The Death of Bitcoins
Beyond the issue of where to place the blame, the biggest question surrounding Mt.Gox’s decision to freeze withdrawals indefinitely is: Why? Why would a company that relies on the value of Bitcoins make a decision that they had to have known would negatively affect said value, and did? One answer is that they’re losing a ton of money, and they panicked. Another is that that they’re pulling for a power play.
Mt.Gox’s press release states that the transaction malleability issue “is not limited to Mt.Gox, and affects all transactions where Bitcoins are being sent to a third party.” It also states Mt.Gox believes “that the changes required for addressing this issue will be positive over the long term for the whole [Bitcoin] community.”
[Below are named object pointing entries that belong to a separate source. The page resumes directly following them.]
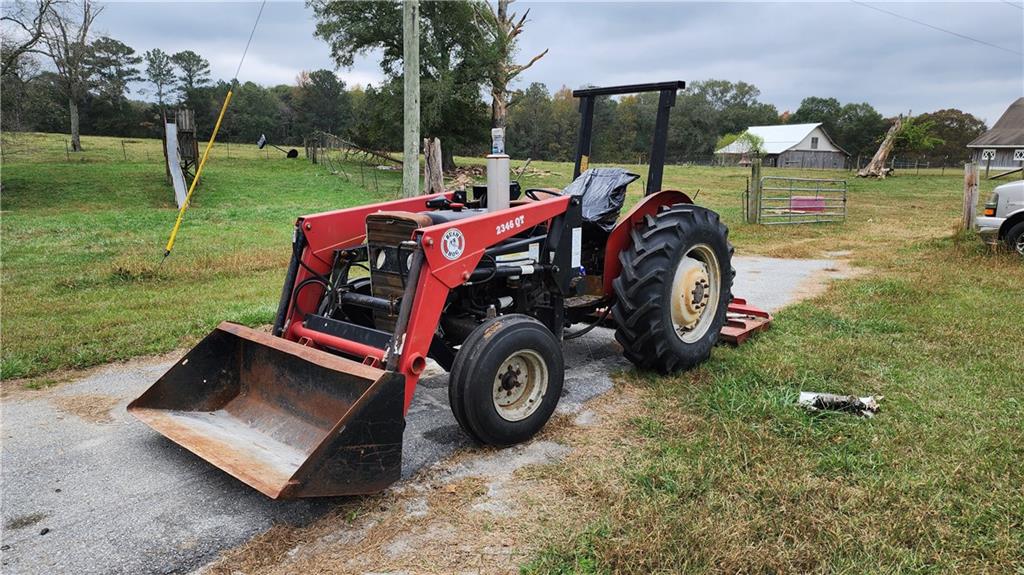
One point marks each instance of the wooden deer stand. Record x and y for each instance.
(187, 144)
(180, 152)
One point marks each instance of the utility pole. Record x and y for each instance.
(411, 70)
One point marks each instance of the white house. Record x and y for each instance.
(791, 145)
(1003, 146)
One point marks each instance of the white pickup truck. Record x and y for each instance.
(1003, 220)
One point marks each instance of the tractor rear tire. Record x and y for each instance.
(673, 294)
(506, 380)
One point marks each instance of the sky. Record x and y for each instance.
(792, 50)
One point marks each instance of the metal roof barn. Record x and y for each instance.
(792, 145)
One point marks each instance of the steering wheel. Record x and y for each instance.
(531, 192)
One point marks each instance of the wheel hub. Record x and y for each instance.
(695, 293)
(692, 292)
(519, 385)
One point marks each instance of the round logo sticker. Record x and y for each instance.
(453, 242)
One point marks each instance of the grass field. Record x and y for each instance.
(82, 241)
(719, 472)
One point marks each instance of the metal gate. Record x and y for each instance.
(800, 201)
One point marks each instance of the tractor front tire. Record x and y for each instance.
(506, 380)
(674, 291)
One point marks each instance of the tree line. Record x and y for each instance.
(468, 49)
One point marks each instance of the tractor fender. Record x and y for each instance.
(620, 237)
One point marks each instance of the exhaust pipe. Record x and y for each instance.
(499, 167)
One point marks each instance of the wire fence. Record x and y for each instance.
(801, 201)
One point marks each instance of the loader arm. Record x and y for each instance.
(424, 299)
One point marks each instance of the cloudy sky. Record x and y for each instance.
(788, 50)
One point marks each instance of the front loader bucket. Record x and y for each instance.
(288, 419)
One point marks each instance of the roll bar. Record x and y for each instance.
(666, 101)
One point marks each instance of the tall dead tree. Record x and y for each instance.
(503, 29)
(23, 30)
(877, 167)
(67, 38)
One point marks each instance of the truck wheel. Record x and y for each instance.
(673, 294)
(506, 380)
(1015, 238)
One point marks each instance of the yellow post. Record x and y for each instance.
(192, 188)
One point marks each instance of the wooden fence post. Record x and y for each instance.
(970, 194)
(754, 197)
(433, 176)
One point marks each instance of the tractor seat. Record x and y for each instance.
(603, 192)
(445, 216)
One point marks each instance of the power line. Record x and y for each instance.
(251, 33)
(926, 25)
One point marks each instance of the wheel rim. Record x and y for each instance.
(520, 385)
(695, 293)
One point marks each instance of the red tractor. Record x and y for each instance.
(316, 407)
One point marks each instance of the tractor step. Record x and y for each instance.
(742, 321)
(288, 419)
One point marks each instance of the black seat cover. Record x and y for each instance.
(603, 192)
(445, 216)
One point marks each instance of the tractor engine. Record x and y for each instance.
(502, 283)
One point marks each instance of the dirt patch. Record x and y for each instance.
(25, 521)
(818, 281)
(483, 511)
(92, 407)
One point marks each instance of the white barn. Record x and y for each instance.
(791, 145)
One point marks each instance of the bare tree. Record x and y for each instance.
(67, 37)
(502, 29)
(28, 23)
(160, 73)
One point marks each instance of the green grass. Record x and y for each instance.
(722, 473)
(82, 241)
(719, 472)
The press release goes on to say that these changes would include “using a different hash for transaction tracking purposes,” while continuing to include the old transaction tracking hashes in each Bitcoin block Merkle Tree. What this amounts to is essentially a new mode of encryption, which Mt.Gox would then standardize and implement in all future transactions. Being that Mt.Gox is one of the largest Bitcoin exchanges in the world, this new mode of encryption would send ripples throughout the Bitcoin community. Mt.Gox may very well be attempting to position itself as the solution to transaction malleability, even when other, smaller companies have dealt with the issue using multi-variable tracking methods, such as Bitcoin amount, timestamp, and address, for the last three years.
Traders are not happy about this. As Mt.Gox has yet to implement its new encryption standard and unfreeze withdrawals, it is difficult to say whether their solution is a legitimate improvement or simply a marketing stunt; but, for now, one thing is certain: Bitcoins are worth about half as much as they were just one month ago. Also important to consider is that the legal waters surrounding the cryptocurrency are murky at best — just Google Silk Road or Charlie Shrem if you’re interested — and that the majority of Internet users don’t even know what they are. This latter characteristic rings true with most things computerized and is even reminiscent of the early days of World Wide Web itself. What remains clear is that computer security is a matter mostly financial, and that for the time being Bitcoins will play their part.
For more on this topic, check out Emsisoft’s Attack on Bitcoins.
Shortly after publishing this article, the Bitcoin Foundation announced an ongoing DoS attack on various Bitcoin exchange sites. The attack is taking advantage of the transaction malleability issue by relaying mutated versions of transactions and thereby preventing transactions from confirming. In response, Slovenian-based Bitcoin exchange Bitstamp has frozen withdrawals, as was done by Mt.Gox.